在 2023 年之前,开发者做 AI 应用的时候,比较依赖框架。但是大模型出来之后,其实框架也变成相对比较底层的东西,以后开发各种各样的应用基于模型来开发就可以了。下面是什么框架,其实也没有那么重要了。
对于百度这样的公司,当我们在提供基础模型的时候,我们用什么框架、芯片其实还是很重要的,甚至某种意义上讲,它每一层通过反馈不断相互加强,不断提升它的效率。所以,内部叫做端到端的优化。由于我们在芯片层有昆仑,在框架层有飞桨,在大模型层有文心。当然,这种暴力美学如刚才提到的很耗算力,那么同样用价值 10 亿美元的芯片,怎么比别人效率更高,怎么能够算得更快?就需要有飞桨这个框架进行配合。模型也要能够知道这些芯片到底是什么能力可以被充分发挥出来,或者说,昆仑芯片怎么改变一下自己的设计,去更适用于飞桨,更适用于文心一言的模型。
这些东西端到端优化之后,我们的效率会比任何其他的大模型要更高。时间长了,商业的竞争最终竞争的是效率,你的效率比别人更高你就赢了,你的效率比别人低,再给你投多少钱,最终也会打水漂,这是无数的案例都证明了这一点。
程序员、企业如何面对 prompt(提示)编程?
蒋涛:对开发者来说现在硅谷那边已经风起云涌,在做各种基于 GPT 的应用,给编程带来了很大的不同,过去我们面向 API、技术栈,现在变成 prompt 编程了,整个开发者生态和应用会发生很大变化。你怎么看待未来不是那种模型应用?模型之上的 ToC 和 ToB 应用会发生什么变化?
李彦宏:我觉得这是很大的趋势上的变化。未来可能不需要那么多程序员,今天写计算机程序的程序员,大模型很多时候能够自动生成代码。但是我们会需要越来越多的提示(Prompt)工程师。
大模型本身的能力放在那儿了,谁能把它用好,这个东西是有讲究的,用得好不好,完全靠提示词来决定。提示词写得好,智能涌现的可能就多一些,反馈的结果就更有价值一些;提示词不好,出来的东西就是一本正经胡说八道,或者是错误的结论。
因此,如何把提示词写好,这些东西既是技术也是艺术,甚至我觉得艺术的成分还更多一些。今天这种世俗的来看,好像学自然科学的人更好找工作,工资更高,学文科的不太行,以后没准学文科更容易找工作,因为写提示词的时候,想象力、情感、表达这些有可能真的比现在学工程的人要更有意思,更有效果一些。
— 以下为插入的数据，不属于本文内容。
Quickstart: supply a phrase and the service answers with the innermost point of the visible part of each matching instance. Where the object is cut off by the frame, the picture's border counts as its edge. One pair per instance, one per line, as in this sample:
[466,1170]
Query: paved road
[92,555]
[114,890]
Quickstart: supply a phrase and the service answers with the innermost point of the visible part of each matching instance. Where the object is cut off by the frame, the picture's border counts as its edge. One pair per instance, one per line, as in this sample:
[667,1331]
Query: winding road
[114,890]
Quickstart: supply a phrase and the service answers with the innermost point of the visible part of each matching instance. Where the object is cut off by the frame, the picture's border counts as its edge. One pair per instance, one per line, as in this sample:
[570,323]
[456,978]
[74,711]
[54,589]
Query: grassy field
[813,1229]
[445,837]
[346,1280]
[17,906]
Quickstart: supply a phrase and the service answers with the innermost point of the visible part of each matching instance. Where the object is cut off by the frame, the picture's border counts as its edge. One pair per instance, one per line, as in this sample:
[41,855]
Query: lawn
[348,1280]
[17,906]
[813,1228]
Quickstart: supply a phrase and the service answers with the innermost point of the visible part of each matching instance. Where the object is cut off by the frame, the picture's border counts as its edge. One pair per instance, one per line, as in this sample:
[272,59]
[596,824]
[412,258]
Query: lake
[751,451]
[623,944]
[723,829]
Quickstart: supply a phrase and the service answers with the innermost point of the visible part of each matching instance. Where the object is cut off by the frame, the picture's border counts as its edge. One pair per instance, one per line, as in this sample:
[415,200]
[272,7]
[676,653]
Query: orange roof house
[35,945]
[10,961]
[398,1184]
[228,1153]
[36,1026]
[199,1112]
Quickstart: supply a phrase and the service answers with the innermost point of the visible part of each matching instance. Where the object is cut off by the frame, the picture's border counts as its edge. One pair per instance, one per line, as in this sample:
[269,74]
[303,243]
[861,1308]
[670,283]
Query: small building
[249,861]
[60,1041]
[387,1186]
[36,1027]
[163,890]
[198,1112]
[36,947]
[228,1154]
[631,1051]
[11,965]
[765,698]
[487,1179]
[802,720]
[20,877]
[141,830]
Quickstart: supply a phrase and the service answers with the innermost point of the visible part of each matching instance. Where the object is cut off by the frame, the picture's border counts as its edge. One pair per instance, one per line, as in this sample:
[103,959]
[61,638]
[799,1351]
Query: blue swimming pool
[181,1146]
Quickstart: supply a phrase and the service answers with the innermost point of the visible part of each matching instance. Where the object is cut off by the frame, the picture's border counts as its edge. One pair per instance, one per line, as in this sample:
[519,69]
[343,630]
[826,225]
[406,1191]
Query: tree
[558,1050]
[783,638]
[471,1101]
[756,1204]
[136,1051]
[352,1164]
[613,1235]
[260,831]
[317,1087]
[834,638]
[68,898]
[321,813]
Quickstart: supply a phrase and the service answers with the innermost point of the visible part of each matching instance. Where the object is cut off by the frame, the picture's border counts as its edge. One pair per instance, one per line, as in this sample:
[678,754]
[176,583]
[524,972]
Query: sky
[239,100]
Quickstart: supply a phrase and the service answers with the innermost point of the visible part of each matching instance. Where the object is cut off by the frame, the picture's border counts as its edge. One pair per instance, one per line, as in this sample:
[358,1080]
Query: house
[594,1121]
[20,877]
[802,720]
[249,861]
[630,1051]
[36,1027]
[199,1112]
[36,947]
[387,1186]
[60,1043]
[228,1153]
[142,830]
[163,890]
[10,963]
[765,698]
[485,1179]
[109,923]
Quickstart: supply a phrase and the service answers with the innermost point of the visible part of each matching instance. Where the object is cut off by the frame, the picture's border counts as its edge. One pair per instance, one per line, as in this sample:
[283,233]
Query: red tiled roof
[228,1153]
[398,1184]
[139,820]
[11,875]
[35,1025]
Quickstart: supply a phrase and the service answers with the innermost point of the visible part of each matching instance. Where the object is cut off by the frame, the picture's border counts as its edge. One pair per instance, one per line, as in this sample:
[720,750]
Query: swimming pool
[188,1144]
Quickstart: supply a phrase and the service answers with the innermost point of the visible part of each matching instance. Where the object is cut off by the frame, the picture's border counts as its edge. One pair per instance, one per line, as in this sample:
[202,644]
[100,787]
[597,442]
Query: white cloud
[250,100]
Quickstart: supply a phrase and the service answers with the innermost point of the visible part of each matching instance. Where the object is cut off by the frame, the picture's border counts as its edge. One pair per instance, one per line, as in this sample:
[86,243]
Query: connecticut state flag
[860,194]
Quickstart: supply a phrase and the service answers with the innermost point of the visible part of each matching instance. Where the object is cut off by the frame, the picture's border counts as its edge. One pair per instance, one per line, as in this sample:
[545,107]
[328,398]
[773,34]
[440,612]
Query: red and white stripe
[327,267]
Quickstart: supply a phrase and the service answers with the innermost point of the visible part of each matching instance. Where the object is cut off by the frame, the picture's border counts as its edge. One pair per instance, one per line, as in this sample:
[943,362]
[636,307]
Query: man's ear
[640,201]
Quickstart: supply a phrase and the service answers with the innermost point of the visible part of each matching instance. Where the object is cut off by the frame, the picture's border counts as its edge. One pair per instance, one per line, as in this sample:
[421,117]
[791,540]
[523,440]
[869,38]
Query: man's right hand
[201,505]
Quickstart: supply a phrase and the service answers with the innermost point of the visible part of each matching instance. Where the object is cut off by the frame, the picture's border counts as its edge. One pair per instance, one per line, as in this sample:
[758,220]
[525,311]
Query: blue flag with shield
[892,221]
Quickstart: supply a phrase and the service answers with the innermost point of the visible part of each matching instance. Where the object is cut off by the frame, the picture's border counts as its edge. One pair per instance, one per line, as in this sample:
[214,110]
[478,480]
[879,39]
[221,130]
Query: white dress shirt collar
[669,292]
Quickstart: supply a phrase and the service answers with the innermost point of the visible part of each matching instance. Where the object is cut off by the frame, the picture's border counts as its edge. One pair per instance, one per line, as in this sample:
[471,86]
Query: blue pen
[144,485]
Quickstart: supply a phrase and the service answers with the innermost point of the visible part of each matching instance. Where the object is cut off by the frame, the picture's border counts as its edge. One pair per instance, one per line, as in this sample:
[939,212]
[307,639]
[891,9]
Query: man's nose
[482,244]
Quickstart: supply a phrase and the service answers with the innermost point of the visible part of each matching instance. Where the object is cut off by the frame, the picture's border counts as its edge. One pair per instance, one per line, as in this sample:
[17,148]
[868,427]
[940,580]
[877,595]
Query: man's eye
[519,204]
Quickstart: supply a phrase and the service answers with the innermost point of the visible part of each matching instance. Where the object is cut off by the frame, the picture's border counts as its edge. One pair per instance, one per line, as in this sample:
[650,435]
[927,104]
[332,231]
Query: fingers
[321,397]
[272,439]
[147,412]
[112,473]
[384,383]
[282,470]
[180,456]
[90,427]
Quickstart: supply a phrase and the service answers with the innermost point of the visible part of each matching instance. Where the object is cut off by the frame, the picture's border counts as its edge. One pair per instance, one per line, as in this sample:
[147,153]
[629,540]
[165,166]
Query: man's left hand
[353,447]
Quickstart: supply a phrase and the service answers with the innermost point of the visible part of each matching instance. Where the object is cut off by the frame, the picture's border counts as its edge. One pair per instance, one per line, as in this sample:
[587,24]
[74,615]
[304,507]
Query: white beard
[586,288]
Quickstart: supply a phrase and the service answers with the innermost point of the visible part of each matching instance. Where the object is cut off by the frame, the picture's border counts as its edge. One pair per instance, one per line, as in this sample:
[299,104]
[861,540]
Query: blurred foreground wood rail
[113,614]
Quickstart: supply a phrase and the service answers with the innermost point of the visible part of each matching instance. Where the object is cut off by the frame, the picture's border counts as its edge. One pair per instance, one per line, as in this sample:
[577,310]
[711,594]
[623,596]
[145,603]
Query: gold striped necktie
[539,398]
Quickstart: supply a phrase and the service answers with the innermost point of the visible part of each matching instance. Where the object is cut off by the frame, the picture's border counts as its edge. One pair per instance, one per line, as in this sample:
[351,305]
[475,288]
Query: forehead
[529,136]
蒋涛:不同大模型比如文心一言、ChatGPT 或者 GPT-4 提示词会不一样吗?
李彦宏:很不一样,底层训练毕竟是独立训练出来的,如果把它比喻成一个人的话,不同人的脾气禀性肯定是不一样的。和它交互过程当中,也有不断摸索的过程,你才会慢慢知道,我怎么写这个提示词能够获得更好的效果。
蒋涛:你问它数据也会变化是吗?
李彦宏:会变化。最近谈的很厉害那种写成语,出来的东西你觉得它没有理解,但是过两天它就理解了,你老说它不对,它就会知道不对,重新搞一遍好了。